At that moment, she sounded so much like Holmes that my stomach turned. Was that why I wanted to immediately run off and do what she told me to? Stupid, so stupid, I thought, what is it with these girls? Why do I always end up trailing after them? But this one studied under Nathaniel, and she had a group of friends who were forging paintings, whether or not they knew that was what they were doing, and no, I didn’t want to be with her, but she had this immaculate spray of freckles across her nose, and so of course I told her yes, what kind of latte did she want this time?
“YOU KNOW, THIS MIGHT BE THE BEST NOT-DATE I’VE EVER had,” Marie-Helene said, pushing open the door to her friend Naomi’s studio. It wasn’t real breaking and entering, of course; there wasn’t even any lockpicking involved. People had their personal supplies stored in strongboxes under their tables, but the spaces appeared to be communally used.
“Naomi did her project on Joan Miró. A lot of people did. Professor Ziegler was pretty funny about it, actually,” she said, and now I had Nathaniel’s last name. “He had an unofficial prize for the best one and hooked them up with some kiosk outside the Centre Pompidou—the museum—that sells imitation paintings to tourists. Supposedly you make pretty good money doing it.”
Naomi had imitated Joan Miró. Rolf, in the studio next door, had chosen Da Vinci. The next was Twombly, all painted squiggles and sparks, and then a black-and-white Ernst collage, where a girl in an old-fashioned gown held an iPhone to her ear (“Nathaniel really hated that one,” she said), and then an American Gothic, a really terrible imitation of Starry Night (actually, I thought, maybe Simon could go to this school), and finally, as I caught Marie-Helene not-so-subtly checking the time, we wound up in her friend Hanna’s studio. The girl with the paint-splattered backpack, the one who warned me about the men at the pool party.
“She’s from Munich,” Marie-Helene explained. “She really loves all the twentieth-century German painters. A lot of us don’t like taking art history—we’d rather make our own—but Hanna really works hard at it. She’s a great artist, and she’s really smart.”
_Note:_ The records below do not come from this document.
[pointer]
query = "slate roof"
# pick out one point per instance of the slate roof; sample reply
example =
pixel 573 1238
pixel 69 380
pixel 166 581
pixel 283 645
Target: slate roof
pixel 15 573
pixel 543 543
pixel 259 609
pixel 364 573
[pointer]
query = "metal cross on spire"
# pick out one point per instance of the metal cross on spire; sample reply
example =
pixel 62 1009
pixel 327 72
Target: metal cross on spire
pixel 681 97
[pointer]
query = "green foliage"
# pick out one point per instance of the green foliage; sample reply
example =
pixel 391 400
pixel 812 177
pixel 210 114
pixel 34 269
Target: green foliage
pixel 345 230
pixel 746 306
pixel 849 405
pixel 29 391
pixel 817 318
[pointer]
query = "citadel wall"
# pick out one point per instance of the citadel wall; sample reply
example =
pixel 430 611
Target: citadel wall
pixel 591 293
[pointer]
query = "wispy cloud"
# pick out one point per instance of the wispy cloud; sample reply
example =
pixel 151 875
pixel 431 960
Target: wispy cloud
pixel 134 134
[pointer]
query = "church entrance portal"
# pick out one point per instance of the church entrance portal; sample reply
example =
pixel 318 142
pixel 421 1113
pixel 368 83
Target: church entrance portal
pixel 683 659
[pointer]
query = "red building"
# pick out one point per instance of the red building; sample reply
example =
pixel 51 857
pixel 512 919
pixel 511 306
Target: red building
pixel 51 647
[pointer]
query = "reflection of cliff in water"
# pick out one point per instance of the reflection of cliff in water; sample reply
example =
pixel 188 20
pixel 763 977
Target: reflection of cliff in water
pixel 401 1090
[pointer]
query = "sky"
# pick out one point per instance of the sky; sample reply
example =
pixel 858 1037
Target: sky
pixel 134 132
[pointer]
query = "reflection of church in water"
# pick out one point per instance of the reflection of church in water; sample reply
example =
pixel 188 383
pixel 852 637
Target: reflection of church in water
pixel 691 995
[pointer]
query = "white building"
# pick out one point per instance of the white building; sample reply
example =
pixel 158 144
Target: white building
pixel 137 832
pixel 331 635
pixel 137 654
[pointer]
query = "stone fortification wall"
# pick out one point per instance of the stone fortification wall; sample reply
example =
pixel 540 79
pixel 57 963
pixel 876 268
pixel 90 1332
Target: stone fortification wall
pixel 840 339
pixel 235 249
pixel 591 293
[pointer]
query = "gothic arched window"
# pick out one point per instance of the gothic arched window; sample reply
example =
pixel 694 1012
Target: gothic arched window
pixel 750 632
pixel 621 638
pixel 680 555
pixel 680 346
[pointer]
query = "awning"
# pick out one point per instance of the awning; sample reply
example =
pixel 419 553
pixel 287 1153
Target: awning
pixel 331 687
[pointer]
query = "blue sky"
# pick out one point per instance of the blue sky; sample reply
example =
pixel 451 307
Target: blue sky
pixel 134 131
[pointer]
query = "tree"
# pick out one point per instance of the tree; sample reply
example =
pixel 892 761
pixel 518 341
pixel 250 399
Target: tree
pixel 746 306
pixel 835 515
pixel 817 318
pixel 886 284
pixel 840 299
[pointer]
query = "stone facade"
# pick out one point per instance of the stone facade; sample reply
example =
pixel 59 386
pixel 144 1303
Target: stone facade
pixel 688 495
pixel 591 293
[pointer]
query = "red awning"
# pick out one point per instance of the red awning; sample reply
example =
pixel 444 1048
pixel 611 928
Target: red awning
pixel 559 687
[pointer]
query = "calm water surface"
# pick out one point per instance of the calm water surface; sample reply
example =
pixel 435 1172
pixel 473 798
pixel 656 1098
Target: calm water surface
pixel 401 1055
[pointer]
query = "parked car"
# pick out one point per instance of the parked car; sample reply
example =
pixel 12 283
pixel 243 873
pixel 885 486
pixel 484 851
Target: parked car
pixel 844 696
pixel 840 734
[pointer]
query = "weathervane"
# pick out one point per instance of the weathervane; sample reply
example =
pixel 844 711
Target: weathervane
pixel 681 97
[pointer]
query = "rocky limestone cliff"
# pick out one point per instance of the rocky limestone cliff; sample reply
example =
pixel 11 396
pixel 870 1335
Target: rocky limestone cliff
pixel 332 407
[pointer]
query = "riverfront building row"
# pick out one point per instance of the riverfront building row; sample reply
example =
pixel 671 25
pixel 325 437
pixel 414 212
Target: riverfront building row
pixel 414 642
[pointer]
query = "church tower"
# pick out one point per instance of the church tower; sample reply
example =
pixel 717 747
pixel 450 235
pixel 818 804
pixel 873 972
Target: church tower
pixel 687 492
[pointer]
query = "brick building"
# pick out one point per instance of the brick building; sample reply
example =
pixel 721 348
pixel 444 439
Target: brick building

Langenberg. I kept my face neutral. “As smart as you?” I asked.
“You tell me,” Marie-Helene said with a shrug, and began to pull the paintings back one at a time for me to see.
They were all surrealist landscapes. Every last one of them done in clashing neon colors, horrible to look at. No hushed scenes in sitting rooms. No dark colors. No people, even. And maybe my taste in art was just underdeveloped, or maybe I was just frustrated to again have hit a brick wall. But when we got to the last of them, I knew I was done.
It was a relief.
“Maybe I just drank too much last night,” I told her, taking off my hat to rub at my temples. “I think I just need a nap. Sorry to be so lame.”
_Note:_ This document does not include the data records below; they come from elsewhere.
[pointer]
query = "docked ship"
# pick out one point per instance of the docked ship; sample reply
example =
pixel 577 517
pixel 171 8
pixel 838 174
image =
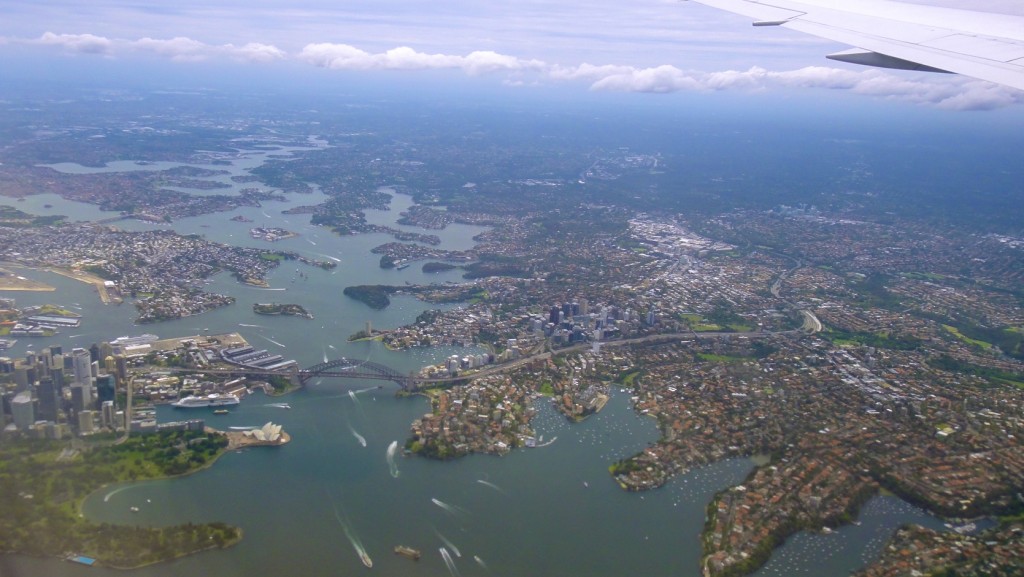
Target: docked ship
pixel 212 400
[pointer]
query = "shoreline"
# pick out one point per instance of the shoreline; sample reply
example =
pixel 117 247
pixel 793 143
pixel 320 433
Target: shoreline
pixel 79 276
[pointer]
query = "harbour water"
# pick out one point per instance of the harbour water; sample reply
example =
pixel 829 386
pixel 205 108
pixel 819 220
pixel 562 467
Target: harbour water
pixel 308 507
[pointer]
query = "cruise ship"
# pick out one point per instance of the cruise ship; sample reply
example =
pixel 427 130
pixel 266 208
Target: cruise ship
pixel 212 400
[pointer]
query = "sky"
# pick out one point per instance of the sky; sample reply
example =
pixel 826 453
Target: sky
pixel 644 46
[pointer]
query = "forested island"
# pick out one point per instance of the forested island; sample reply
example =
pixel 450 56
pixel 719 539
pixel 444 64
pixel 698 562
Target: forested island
pixel 275 308
pixel 374 296
pixel 43 484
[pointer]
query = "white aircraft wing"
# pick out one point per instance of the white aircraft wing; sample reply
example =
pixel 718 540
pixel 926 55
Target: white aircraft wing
pixel 888 34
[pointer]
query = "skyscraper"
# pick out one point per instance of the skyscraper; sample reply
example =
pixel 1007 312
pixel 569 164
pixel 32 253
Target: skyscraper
pixel 82 366
pixel 49 399
pixel 23 410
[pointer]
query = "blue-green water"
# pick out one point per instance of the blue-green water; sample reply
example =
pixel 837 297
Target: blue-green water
pixel 546 511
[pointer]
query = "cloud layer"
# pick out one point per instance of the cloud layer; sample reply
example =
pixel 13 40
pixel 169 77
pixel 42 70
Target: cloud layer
pixel 947 92
pixel 178 49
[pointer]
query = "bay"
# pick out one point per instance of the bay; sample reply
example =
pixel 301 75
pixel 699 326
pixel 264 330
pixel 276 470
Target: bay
pixel 547 511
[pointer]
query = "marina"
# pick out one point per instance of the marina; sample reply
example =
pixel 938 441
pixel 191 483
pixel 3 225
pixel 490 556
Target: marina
pixel 563 494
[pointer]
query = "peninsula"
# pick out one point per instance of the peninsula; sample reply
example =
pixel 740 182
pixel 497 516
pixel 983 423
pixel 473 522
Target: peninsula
pixel 46 483
pixel 276 308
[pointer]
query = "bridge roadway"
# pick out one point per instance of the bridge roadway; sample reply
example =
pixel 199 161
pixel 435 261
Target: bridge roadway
pixel 349 368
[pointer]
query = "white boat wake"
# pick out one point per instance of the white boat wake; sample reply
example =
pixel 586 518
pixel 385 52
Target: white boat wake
pixel 553 439
pixel 271 340
pixel 451 508
pixel 392 465
pixel 352 538
pixel 451 564
pixel 448 543
pixel 359 438
pixel 492 485
pixel 114 492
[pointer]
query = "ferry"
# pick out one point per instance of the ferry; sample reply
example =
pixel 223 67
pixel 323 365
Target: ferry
pixel 212 400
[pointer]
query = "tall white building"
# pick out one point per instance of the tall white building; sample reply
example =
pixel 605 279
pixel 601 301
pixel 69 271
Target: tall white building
pixel 82 366
pixel 23 410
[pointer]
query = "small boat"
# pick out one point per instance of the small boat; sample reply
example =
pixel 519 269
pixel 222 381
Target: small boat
pixel 409 552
“Not lame,” she said, and took the hat from me to prop on her own head. She grinned. “I actually had a lot of fun today.”
I had, too. Almost a normal kind of fun, when I used to go hang out at the pub on long afternoons, having the kinds of conversations where I didn’t feel like I needed an encyclopedia, a dictionary, and a scorekeeper. Where my friends liked me and I liked them, and that was the whole of it. When I could go home and bicker with my sister and read a book in bed and not worry that everything I cared about was retreating slowly out of my grip.
The kind of fun where nobody’s shooting at you, I thought, and when I took my hat back from Marie-Helene, I kissed her on the cheek. Before I could pull away, she snaked a finger through my belt loop. “I could see you when I come back,” she said quietly. “I think I might like that.”